Should he return to New York, accept the offer of an old friend of his father’s, an experienced practitioner, and earn his own bread honorably; or, should he remain at Snowdon and cultivate Alice Johnson? John wanted money sadly; the whole family wanted money, as every hour of his stay among them proved. They were growing poor so fast; and it showed plainly, in spite of their attempts to conceal it. John would almost as soon be dead as be poor. He never had denied himself; he never could, he said, though well he knew the time was coming when he must, unless, to use Micawber’s expression, “something should turn up.” And hadn’t it turned up in the shape of a beautiful heiress? What was to hinder him from entering the lists and carrying off the prize? He had never yet failed when he chose to exert himself, and though he might, for a time, be compelled to adopt a different code of morality from that which he at present acknowledged, he would do it for once. He could be interested in those ragged children; he could encourage Sunday schools; he could attend church as regularly as Alice herself and, better yet, he could doctor the poor for nothing, as that was sure to tell, and he would do it, too, if necessary. This was the finale which he reached at last by a series of arguments pro and con, and when it was reached, he was anxious to commence the task at once.

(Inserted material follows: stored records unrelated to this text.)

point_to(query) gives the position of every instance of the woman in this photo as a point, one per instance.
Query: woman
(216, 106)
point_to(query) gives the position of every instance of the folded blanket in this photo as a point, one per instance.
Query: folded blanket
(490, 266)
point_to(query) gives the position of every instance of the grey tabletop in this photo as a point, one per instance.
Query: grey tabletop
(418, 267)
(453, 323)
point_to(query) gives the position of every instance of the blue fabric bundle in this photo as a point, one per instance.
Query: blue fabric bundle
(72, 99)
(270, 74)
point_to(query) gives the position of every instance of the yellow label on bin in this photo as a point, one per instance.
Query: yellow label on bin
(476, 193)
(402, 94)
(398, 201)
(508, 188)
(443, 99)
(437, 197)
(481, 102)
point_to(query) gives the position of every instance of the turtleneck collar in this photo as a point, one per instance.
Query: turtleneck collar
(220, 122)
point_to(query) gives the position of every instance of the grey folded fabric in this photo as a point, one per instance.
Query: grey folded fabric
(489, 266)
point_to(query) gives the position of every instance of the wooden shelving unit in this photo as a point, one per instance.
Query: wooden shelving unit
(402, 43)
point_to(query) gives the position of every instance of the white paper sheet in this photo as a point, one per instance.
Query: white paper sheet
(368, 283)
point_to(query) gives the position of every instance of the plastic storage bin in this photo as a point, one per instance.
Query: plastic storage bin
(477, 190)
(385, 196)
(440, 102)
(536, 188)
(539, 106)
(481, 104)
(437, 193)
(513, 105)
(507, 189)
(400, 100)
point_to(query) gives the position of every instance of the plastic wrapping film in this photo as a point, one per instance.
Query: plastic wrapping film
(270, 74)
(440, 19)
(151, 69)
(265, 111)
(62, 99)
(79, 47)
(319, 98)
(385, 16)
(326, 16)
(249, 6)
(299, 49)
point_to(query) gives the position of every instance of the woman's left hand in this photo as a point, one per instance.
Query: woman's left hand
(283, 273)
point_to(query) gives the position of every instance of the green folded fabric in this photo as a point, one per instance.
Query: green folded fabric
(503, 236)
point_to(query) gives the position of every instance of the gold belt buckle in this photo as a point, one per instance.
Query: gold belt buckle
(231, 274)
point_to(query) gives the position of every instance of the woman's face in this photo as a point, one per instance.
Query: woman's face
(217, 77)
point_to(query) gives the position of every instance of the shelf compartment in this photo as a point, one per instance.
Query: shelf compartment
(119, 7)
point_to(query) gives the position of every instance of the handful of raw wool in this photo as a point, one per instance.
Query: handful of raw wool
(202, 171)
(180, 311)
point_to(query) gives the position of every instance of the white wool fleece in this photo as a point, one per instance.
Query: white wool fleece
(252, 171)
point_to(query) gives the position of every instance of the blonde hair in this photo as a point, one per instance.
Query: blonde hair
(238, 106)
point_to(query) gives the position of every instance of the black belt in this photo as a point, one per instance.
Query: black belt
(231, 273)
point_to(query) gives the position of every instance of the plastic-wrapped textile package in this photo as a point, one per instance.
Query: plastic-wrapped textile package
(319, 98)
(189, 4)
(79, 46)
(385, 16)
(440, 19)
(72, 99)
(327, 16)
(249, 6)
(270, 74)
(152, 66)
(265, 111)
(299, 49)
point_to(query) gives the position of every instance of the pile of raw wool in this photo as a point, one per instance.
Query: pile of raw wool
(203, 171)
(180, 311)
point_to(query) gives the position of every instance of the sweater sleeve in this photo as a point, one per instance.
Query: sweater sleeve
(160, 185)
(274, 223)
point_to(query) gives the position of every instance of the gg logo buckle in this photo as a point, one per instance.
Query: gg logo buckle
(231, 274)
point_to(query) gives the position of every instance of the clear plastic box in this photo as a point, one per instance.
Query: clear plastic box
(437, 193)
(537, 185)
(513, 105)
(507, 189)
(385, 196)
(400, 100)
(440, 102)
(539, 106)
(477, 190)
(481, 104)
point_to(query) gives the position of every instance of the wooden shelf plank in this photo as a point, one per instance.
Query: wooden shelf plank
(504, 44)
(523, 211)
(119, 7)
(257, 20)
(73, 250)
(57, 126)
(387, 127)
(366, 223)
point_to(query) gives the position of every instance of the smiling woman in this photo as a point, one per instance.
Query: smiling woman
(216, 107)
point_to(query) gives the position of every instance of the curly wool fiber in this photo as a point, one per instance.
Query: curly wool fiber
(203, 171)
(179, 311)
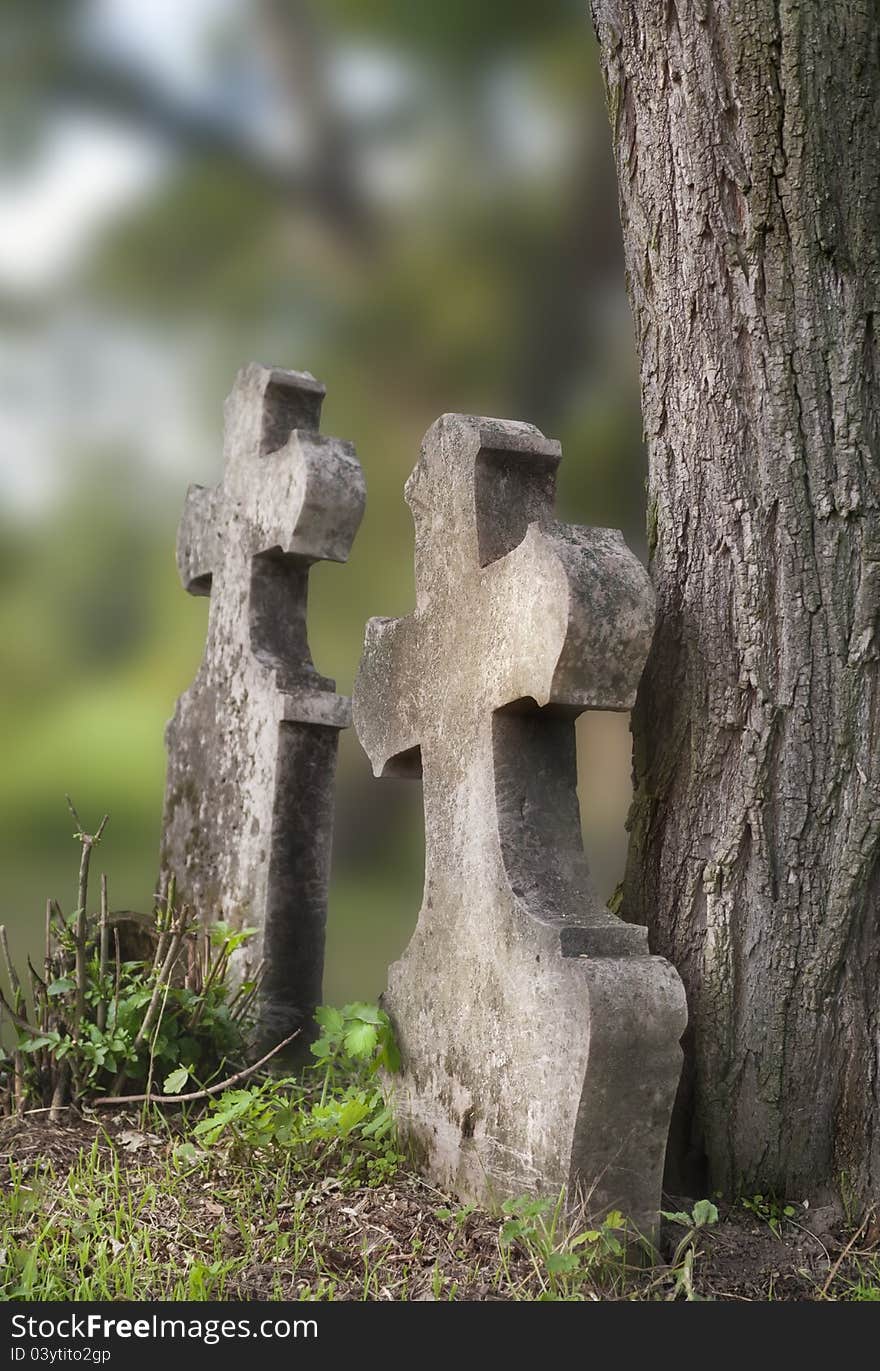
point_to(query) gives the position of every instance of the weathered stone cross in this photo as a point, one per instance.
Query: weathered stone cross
(539, 1038)
(248, 812)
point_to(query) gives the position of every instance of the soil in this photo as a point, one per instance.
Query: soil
(816, 1255)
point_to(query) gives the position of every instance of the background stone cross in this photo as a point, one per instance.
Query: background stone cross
(539, 1038)
(251, 768)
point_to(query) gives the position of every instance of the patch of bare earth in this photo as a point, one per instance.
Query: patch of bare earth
(406, 1241)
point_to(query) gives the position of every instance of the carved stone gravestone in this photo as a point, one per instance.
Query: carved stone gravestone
(248, 812)
(539, 1038)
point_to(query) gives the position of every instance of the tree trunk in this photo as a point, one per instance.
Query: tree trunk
(747, 143)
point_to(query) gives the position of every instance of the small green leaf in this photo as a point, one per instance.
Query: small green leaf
(705, 1212)
(366, 1013)
(331, 1020)
(361, 1039)
(176, 1081)
(677, 1216)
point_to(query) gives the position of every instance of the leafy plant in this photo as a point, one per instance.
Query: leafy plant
(336, 1112)
(771, 1211)
(98, 1019)
(703, 1215)
(562, 1259)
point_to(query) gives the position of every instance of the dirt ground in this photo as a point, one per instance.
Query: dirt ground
(395, 1229)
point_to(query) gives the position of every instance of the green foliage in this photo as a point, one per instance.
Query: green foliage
(336, 1113)
(769, 1209)
(96, 1022)
(564, 1259)
(355, 1041)
(705, 1214)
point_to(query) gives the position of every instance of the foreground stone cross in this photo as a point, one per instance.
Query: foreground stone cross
(539, 1038)
(248, 810)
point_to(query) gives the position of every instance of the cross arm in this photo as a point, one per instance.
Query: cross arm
(387, 697)
(610, 620)
(196, 539)
(577, 623)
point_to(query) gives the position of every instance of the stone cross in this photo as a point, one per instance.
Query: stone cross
(539, 1038)
(248, 812)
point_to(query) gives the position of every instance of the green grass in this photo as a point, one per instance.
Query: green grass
(151, 1226)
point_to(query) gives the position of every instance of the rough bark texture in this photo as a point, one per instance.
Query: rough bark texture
(747, 143)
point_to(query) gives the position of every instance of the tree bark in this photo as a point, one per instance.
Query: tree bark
(747, 144)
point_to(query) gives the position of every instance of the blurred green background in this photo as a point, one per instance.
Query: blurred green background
(413, 200)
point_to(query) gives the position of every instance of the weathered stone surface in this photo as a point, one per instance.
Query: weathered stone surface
(539, 1038)
(248, 808)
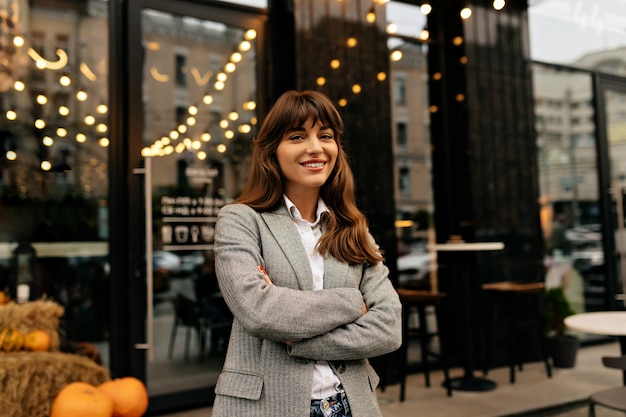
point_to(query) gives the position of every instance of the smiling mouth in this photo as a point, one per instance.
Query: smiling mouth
(314, 164)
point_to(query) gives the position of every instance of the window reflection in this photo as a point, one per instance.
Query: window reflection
(200, 101)
(584, 33)
(54, 158)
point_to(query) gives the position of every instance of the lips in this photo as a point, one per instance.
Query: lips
(314, 164)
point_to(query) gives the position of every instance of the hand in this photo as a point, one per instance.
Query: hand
(266, 277)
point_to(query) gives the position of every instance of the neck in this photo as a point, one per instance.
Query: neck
(306, 204)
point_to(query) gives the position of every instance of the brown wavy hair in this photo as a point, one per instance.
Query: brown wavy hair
(346, 235)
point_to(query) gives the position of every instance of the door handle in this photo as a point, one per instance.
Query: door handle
(148, 346)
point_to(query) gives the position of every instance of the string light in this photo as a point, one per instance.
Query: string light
(499, 4)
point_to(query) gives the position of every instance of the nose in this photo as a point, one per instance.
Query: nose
(314, 145)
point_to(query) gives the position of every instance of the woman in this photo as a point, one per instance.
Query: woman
(302, 276)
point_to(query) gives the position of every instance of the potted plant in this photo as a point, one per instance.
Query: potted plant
(562, 345)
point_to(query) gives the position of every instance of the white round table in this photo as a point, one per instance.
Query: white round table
(609, 323)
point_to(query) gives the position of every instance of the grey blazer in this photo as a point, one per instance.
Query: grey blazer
(262, 376)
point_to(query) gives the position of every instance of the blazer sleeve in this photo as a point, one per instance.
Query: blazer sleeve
(376, 333)
(268, 311)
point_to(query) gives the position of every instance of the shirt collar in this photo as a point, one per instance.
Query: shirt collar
(295, 213)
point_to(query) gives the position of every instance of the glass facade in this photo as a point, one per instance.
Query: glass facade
(54, 166)
(575, 45)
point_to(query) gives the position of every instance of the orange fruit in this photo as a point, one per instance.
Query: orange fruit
(80, 399)
(129, 396)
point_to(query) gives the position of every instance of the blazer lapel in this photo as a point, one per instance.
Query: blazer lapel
(335, 273)
(284, 231)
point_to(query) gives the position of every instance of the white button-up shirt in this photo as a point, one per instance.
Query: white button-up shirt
(325, 382)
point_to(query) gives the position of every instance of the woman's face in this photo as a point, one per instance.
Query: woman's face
(307, 156)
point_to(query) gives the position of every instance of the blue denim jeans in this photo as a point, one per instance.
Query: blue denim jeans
(334, 406)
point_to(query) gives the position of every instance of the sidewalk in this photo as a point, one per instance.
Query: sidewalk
(533, 394)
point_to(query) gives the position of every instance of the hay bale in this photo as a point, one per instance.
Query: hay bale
(29, 381)
(40, 314)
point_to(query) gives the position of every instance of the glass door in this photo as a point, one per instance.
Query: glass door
(199, 94)
(611, 93)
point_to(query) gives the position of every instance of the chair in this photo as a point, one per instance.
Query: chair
(518, 306)
(420, 300)
(187, 314)
(613, 398)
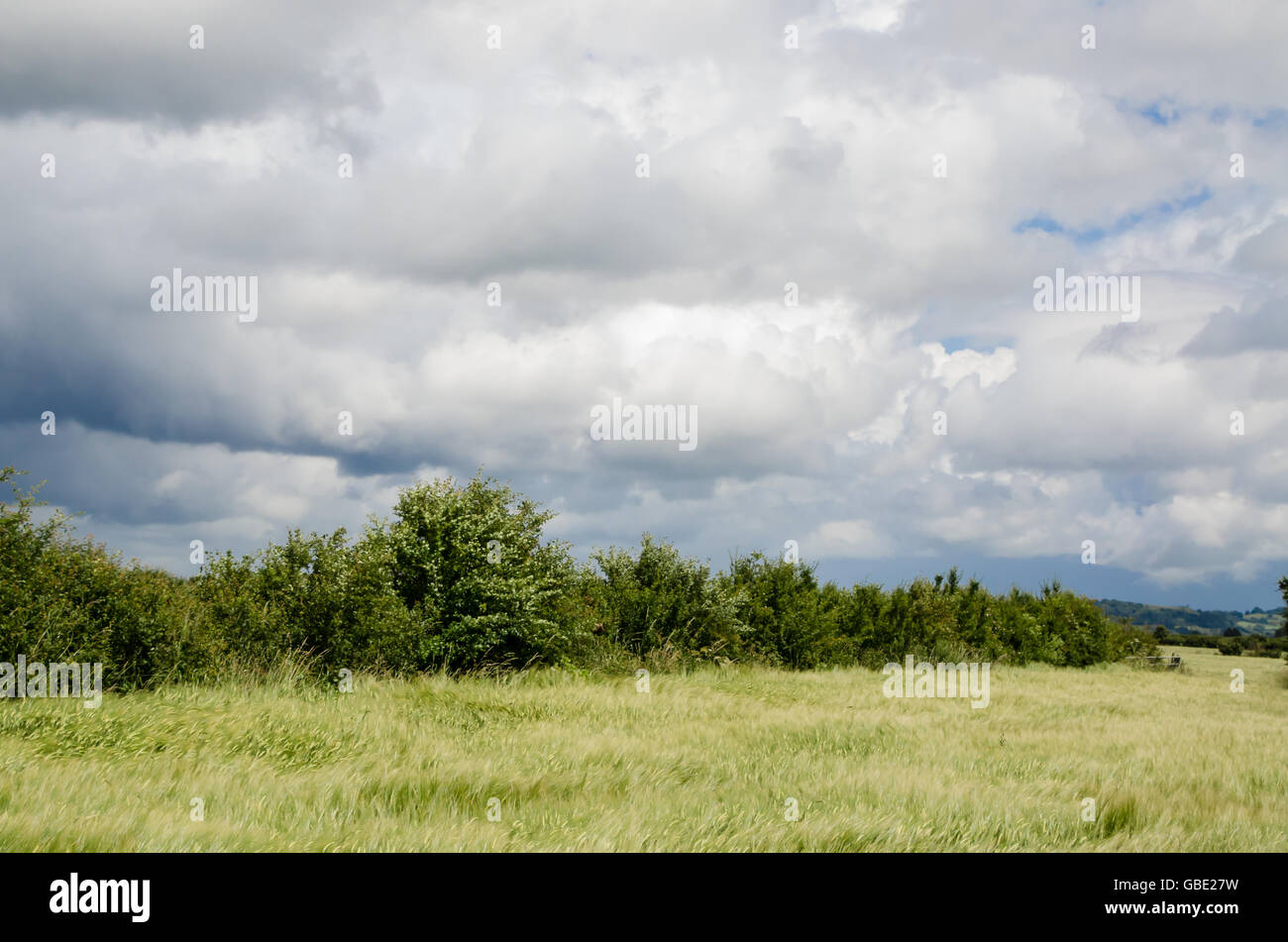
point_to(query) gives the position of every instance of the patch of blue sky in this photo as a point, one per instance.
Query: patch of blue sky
(1043, 222)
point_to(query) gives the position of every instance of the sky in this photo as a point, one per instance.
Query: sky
(818, 227)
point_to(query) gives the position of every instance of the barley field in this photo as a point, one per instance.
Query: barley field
(732, 758)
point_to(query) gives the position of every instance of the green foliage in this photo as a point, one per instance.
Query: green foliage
(786, 619)
(471, 563)
(463, 579)
(658, 600)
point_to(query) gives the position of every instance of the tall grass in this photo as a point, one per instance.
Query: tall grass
(704, 762)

He presumed he could love Alice Johnson; she was so pretty, but even if he didn’t, he would only be doing what thousands had done before him. He should be very proud of her, and would certainly try to make her happy. One long, almost sobbing sigh to the memory of poor Lily, who had loved so much and been so cruelly betrayed, one faint struggle with conscience, which said that Alice Johnson was too pure a gem for him to trifle with, and then the past, with its sad memories, was buried. Lily’s sweet pleading face, asking that no other one should be wronged as she had been, was thrust aside, and Dr. Richards stood ready for his new career.

CHAPTER VII
RIVERSIDE COTTAGE.

Mrs. Johnson did not like Dr. Richards when she came to know him, and yet he was an almost daily visitor at Riverside Cottage, where one face at least grew brighter when he came, and one pair of eyes beamed on him a welcome. His new code of morality worked admirably, and as weeks passed away he showed no signs of weariness in the course he had adopted. Mr. Howard himself was not more regular at church, or Alice more devout, than Dr. Richards. The children, whom he had denominated “ragged brats,” were no longer spurned with contempt, but fed instead with pea-nuts and molasses candy, the doctor going frequently into the by-lanes where they lived, and where they began to expect him almost as much as Alice. He was popular with the children, but the parents, clearer sighted, treated him most shabbily at his back, accusing him of caring only for Miss Alice’s good opinion, and of being at heart a most consummate knave!

This was what the poor said, and what many others thought. It could not be that John Richards, whom they had known from boyhood as proud, selfish, and overbearing, could so suddenly change his entire nature, becoming at once so amiable, so familiar, so generous, so much, in short, like Alice herself. As well might the leopard change its spots, and many were the insinuations thrown darkly at Alice, who smiled at them all and thought how little Dr. Richards was understood.

As the winter passed away and spring advanced, he showed no intentions of leaving Snowdon, but on the contrary opened an office in the village, greatly to the surprise of the inhabitants, and greatly to the dismay of old Dr. Rogers, who for years had blistered and bled the good people without a fear of rivalry.

“Does Dr. Richards intend locating permanently in Snowdon?” Mrs. Johnson asked of her daughter as they sat alone one evening.

“His sign would indicate as much,” was Alice’s reply.